Seit 2006 zeichnen "Automatisierte Kennzeichen-Erfassungssysteme" der bayerischen Polizei an bestimmten Straßen im Freistaat die Kennzeichen aller vorbeifahrenden Autos auf. Und zwar rund um die Uhr. Die genauen Standorte der Anlagen nennt die Polizei nicht. Es sollen dreizehn sein. Die Erfassungssysteme stünden an zwölf Durchgangsstraßen und einer Europastraße, heißt es dazu lapidar aus dem Innenministerium. Faktisch handelt es sich hauptsächlich um Autobahnen.
Gegen die Praxis der automatisierten Kennzeichenerfassung hat jetzt ein 32-jähriger Softwareentwickler aus dem niederbayerischen Abensberg vor dem Verwaltungsgerichtshof München (VGH) Klage gegen den Freistaat erhoben. Die gesetzlichen Regelungen für den Betrieb der Anlagen sind seiner Ansicht nach verfassungswidrig. Der Anwalt des 32-Jährigen, Rechtsanwalt Udo Kauß aus Freiburg, geht noch weiter: Er spricht von einer "Massenkontrolltechnik" und nennt die automatisierte Erfassung von Kennzeichen einen "Eingriff in das allgemeine Persönlichkeitsrecht durch den Staat als Big Brother." In erster Instanz hatte das Verwaltungsgericht München die Klage abgewiesen, die Berufung vor dem VGH aber zugelassen.

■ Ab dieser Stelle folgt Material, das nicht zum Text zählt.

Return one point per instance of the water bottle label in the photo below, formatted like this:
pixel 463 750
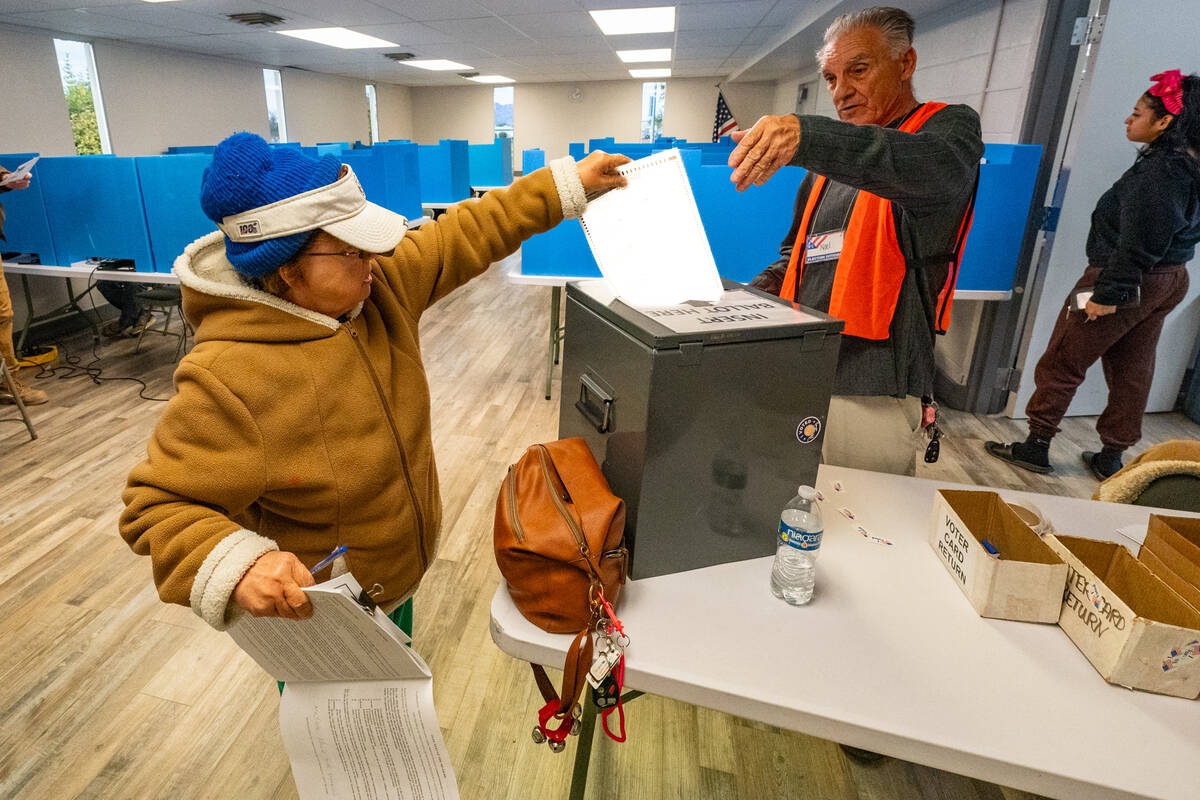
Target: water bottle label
pixel 799 539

Sobald ein Kennzeichen fotografiert wurde, werde es automatisch mit den Kennzeichen abgeglichen, die sich in der "Fahndungsdatei" der Polizei befänden, erklärten die Vertreter des bayerischen Innenministeriums vor dem VGH. Wenn das System ein gesuchtes Kennzeichen identifiziert habe, melde es einen "Treffer". Dieser werde dann an die Einsatzzentrale gemeldet. Die fotografierten Nummernschilder unbescholtener Bürger würden "sofort und unwiderruflich gelöscht". Der Kläger bezweifelt dies. Würde man den Rechner zerlegen, fände man bestimmt Datenrückstände auf der Festplatte, so seine Kritik.
Insgesamt hat die bayerische Polizei derzeit 22 stationäre Geräte an den dreizehn Standorten in Betrieb. Hinzu kommen drei mobile Erfassungssysteme. Diese würden "anlassbezogen" eingesetzt. Von Juli bis September dieses Jahres seien acht Millionen Kennzeichen pro Monat von den Erfassungssystemen fotografiert worden, bestätigten die Vertreter des Innenministeriums. In der Regel seien 500 bis 600 "Treffer" gemeldet worden.
Der Kläger aus Abensberg engagiert sich im Arbeitskreis Vorratsdatenspeicherung, einem bundesweiten Zusammenschluss von Kritikern dieser Praxis. Parallel zu seiner Klage vor dem VGH hat er Beschwerde vor dem Bundesverfassungsgericht eingereicht. Das Verfahren vor dem VGH wird fortgesetzt.